Bill spoke always with conviction. He finished off each sentence with ejaculations suitable only to the pulpit. Then he spat.

“I wouldn’t go home for a million dollars. Can’t stand the damned sissies back there. Give me roughnecks! I ain’t got much use for them society fellows. I’ve got a brother in Minneapolis. He was a regular guy when we was kids. Could lick anybody in school. But he made a lot of money and married one of them fiddle-ly-diddle-lies, and went all to pieces. I came home to see him two years ago. He met me at the station with a big car, all dressed up in a fur overcoat, and he says, ‘Bill, you’re just in time for luncheon.’ I looked at him. I says, ‘I guess you mean lunch, don’t you?’ He took me to a regular mansion. Out came the fiddle-ly-diddle-ly. He says, ‘Mable, may I present my long-lost brother from Honduras?’ Christ! Why couldn’t he say, ‘Bill, meet the old woman’? She holds out her hand, way up in the air, like they do in the movies, and says, ‘Charmed, I’m sure.’ God!”

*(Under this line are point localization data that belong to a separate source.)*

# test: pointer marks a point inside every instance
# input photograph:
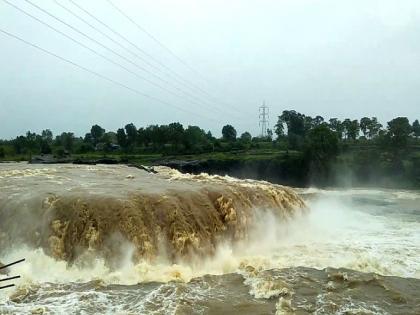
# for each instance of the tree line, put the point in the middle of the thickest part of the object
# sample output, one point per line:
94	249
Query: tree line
293	131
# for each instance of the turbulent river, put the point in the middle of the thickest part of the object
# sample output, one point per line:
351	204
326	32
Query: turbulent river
121	240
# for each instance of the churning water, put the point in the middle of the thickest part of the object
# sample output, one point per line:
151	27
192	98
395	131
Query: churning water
118	240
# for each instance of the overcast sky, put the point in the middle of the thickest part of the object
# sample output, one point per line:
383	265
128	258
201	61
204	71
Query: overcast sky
327	57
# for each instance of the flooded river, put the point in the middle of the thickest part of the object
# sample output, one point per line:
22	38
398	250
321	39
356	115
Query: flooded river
120	240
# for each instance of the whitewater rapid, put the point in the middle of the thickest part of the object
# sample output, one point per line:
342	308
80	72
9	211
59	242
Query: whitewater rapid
328	259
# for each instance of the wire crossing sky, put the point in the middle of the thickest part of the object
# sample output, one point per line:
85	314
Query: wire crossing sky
213	61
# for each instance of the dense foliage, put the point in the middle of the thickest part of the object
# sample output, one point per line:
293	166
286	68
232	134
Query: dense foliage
319	146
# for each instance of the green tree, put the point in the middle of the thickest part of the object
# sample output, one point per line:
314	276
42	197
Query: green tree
365	123
416	128
399	130
131	132
67	141
176	133
97	133
321	150
47	135
121	138
194	138
337	126
352	128
246	137
374	128
279	127
229	133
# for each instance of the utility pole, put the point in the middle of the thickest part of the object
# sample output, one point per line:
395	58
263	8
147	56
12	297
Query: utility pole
264	116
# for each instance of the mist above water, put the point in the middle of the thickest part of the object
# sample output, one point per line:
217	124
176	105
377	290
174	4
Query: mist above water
362	230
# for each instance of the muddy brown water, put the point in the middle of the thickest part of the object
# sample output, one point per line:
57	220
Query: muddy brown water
118	240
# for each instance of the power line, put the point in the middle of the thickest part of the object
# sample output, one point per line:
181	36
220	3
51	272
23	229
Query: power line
99	75
164	47
153	38
264	119
133	53
90	49
108	49
173	74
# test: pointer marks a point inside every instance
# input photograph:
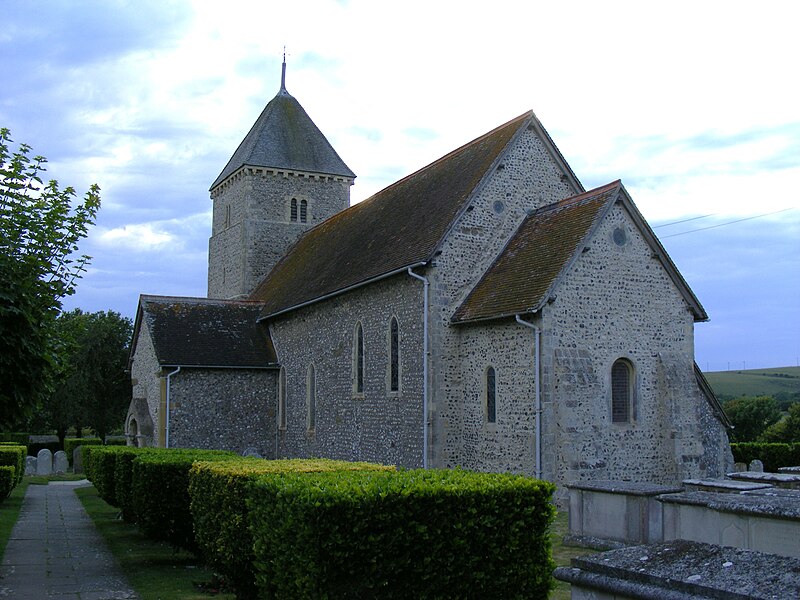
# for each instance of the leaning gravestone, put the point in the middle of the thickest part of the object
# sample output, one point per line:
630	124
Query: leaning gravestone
60	462
77	460
44	462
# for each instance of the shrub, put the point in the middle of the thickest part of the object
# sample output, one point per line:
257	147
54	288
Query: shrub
772	455
217	492
100	465
71	443
14	456
8	479
413	534
160	487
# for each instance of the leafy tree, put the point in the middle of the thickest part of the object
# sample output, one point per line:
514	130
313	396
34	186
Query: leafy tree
751	416
787	429
40	227
92	387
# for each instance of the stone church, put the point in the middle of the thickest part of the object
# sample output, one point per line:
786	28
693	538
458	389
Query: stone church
486	312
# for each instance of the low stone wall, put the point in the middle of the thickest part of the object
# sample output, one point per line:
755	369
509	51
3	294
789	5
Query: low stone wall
610	514
679	570
757	521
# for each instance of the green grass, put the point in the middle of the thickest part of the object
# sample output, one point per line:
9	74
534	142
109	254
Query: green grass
755	382
155	570
562	554
9	513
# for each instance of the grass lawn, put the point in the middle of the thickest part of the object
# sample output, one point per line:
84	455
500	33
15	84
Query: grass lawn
154	569
562	553
9	512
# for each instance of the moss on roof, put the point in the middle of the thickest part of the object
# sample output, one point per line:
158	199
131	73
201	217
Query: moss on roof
398	227
524	273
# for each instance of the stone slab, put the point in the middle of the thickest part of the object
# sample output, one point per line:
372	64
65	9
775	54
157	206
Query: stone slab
682	569
628	488
787	480
722	485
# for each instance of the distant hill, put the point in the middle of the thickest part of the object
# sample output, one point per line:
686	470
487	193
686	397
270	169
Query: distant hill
755	382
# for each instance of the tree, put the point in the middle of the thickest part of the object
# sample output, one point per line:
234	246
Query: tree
40	227
92	387
787	429
751	416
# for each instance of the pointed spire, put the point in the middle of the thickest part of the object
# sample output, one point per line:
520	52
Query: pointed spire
283	71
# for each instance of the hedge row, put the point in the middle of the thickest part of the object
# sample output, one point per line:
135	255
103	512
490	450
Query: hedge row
772	455
218	493
8	479
412	534
14	456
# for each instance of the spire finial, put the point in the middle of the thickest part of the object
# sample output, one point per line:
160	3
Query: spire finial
283	71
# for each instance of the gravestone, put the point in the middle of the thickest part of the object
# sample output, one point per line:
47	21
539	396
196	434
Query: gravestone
44	462
60	462
77	460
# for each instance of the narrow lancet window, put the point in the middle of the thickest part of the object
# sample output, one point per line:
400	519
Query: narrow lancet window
394	356
491	396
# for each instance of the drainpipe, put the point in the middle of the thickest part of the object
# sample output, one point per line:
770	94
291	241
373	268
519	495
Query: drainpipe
166	432
425	283
537	410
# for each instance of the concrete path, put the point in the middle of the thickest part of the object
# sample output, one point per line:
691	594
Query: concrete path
56	553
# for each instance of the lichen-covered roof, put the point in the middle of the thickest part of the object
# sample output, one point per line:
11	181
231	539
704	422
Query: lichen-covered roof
198	332
398	227
285	137
522	276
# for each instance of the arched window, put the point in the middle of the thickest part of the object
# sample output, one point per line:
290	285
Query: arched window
311	399
621	391
394	356
358	359
282	399
303	210
491	396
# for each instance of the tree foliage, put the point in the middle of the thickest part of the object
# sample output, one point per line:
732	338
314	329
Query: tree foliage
40	227
787	429
91	386
751	416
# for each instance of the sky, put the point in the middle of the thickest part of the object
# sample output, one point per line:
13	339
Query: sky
695	106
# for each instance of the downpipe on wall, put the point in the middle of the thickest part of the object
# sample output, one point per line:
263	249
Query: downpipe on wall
425	283
537	408
166	419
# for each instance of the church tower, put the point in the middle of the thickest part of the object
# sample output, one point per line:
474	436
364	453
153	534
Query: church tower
283	179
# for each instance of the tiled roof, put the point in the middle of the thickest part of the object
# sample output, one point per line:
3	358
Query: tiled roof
521	278
285	137
398	227
198	332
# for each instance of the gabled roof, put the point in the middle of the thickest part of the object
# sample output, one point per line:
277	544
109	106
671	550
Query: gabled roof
285	137
527	271
198	332
398	227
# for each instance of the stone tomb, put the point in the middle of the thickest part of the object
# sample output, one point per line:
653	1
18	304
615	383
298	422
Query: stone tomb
757	521
611	514
682	569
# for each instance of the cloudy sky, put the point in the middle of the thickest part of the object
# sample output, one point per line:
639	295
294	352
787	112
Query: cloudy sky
694	105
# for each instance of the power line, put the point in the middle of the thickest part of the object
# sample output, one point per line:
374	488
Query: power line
727	223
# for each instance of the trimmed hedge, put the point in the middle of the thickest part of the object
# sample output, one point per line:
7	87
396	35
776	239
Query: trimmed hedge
71	443
772	455
412	534
160	488
8	479
14	456
217	491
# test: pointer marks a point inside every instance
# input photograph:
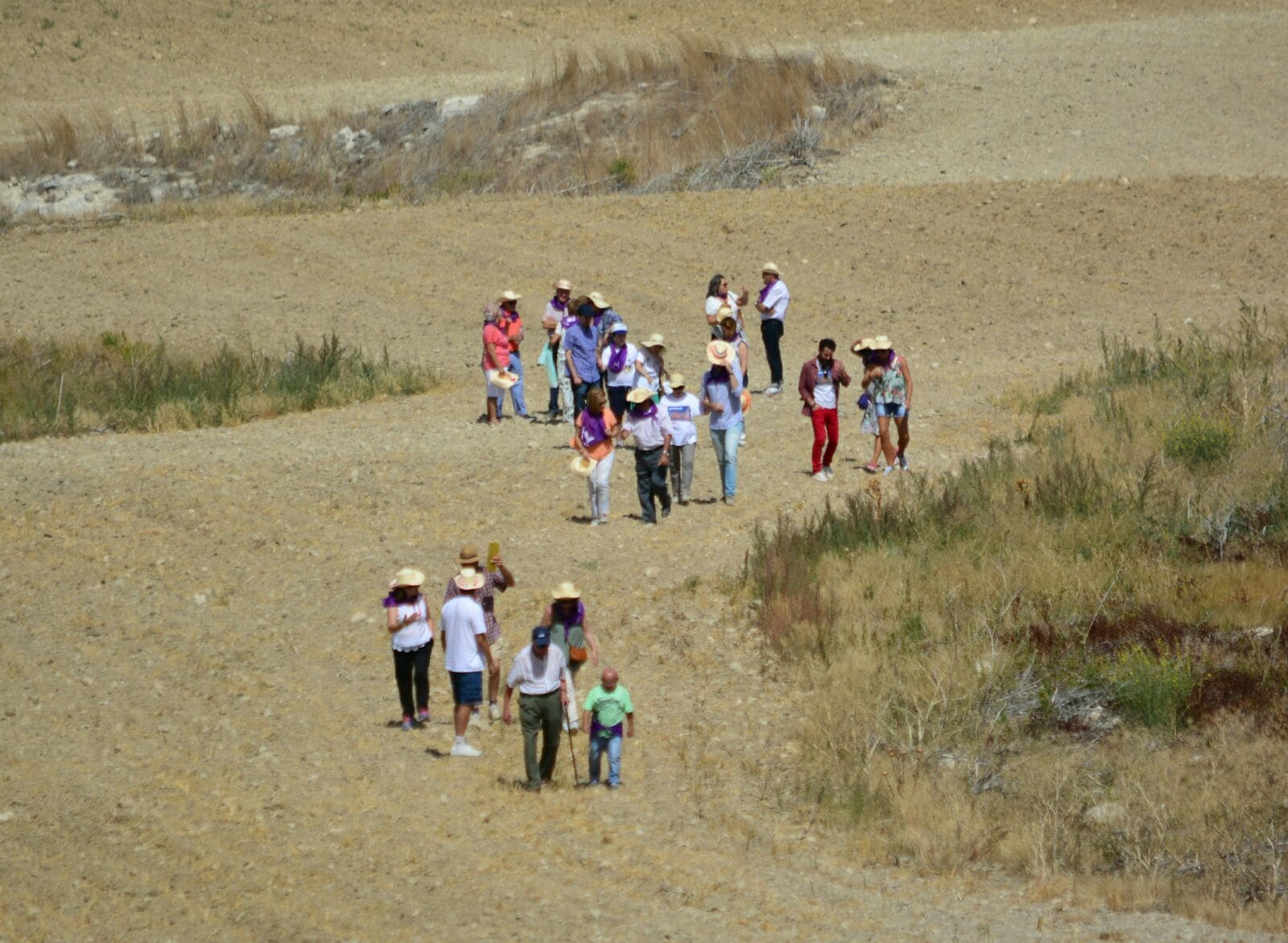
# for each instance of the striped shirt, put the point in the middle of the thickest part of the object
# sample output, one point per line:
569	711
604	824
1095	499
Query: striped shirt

He gave the wheel a violent twist, and we shot around a mountain cliff. He drove along a narrow precipice with one wheel almost hanging over the rugged gulch below.

“They took me down to ‘luncheon.’ One of them big English stiffs in a boiled shirt came out and gave us each a little cup of soup and a cracker. I just looked at my brother. ‘Joe,’ I says, ‘ain’t this lime-juicer goin’ to give us nothin’ to eat?’ He says, ‘We’ll have dinner in the evening; you’ll soon get accustomed to it.’ ‘Accustomed hell!’ I says; ‘to-night I’ll be down in a restaurant, gettin’ a regular feed. I’ll be eatin’ corn-beef and cabbage, same as you used to eat. I ain’t sore at you, Joe, I’m disappointed. You was a regular guy before you got them society ideas. But you don’t make a sissy out of me. I’m goin’ straight back to Honduras.’”

He drove along the precipice with savage relish. Presently, as we passed a little native farm in a rugged valley, he called my attention to it.

“That’s where my wife comes from. No fiddle-ly-diddle-ly for me. She’s an Indian—pure-blooded Indian—but she’s white—whiter’n you are—and a damned good wife, too. We don’t take luncheon in our house. We eat lunch. Luncheon! Christ!”

VI

No one having shot at us from the hills or blown up a bridge, we raced into Tegucigalpa in the early afternoon.

Every one in the Capital was awaiting the revolution, but the city remained unperturbed.